Once again, the sidewalk digging season is upon us. This urban Chinese rite involves the massive undertaking of digging up and re-tiling/paving/stoning significant sections of a city’s pedestrian paths.

When I first arrived in Hangzhou, it was to the chaos of major downtown streets being “re-fitted” for the coming National Day holiday. The great armies of migrant labour had torn up huge stretches of sidewalk all through the center of the city, and the streets were absolute chaos as the hordes of pedestrians were forced on the roads to mingle with the hordes of cars and bikes. Things calmed down during the fall and winter, but seem to be gearing up again with an influx of army fatigues, straw hats and wheelbarrows.

Before sidewalk digging season commences, we all get fair warning: stacks of tiles, bricks and stones starting appearing every few hundred feet along major thoroughfares. This is to signal that, before long, workers will be dismantling your local sidewalk with a pick axe.

These throngs of rural labourers are then faced with an important choice: should I stare at the big-nosed freak trying to navigate the chopped up road, or should I give my attention to the hopelessly attractive urban princess strutting by?
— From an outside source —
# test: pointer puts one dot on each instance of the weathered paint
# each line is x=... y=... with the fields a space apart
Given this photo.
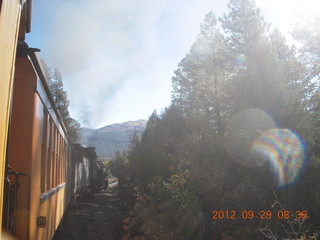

For good reason, the local diva usually wins, giving the foreigners the chance to stumble through the rubble relatively unnoticed. Unless he or she trips, then it is open season.

Many of the sites being worked on are the same ones that received facelifts just months ago. Chinese sidewalks just don’t last long. These workers seem to be perpetually building/re-building the same stretch.

Some might say it is because of shoddy engineering/workmanship. In some cases, this is true. At my old workplace, workers spent months building a nice tiled sidewalk only to have it completely collapse after the first rain storm.

But I would say it is ,instead, mostly well-planned obsolescence: durability is a luxury China can not often afford. If you build your sidewalks to last, what are you going to do with hundreds of millions of rural labourers? Better to have them do redundant work than stir up shit in the countryside. A similar logic seems to apply in many sectors, especially real estate. If construction of a big apartment complex require hundreds if not thousands of workers, does it really matter if it ends up empty upon completion? When you are trying to manage 1.3 billion people, you have better things to worry about.

In the end, I think the traffic inconvenience is well worth keeping all these people busy and employed. Some people might bitch about the constant noise and dust, but think about it this way: better to have the workers laying the stone slabs down than throwing them at you.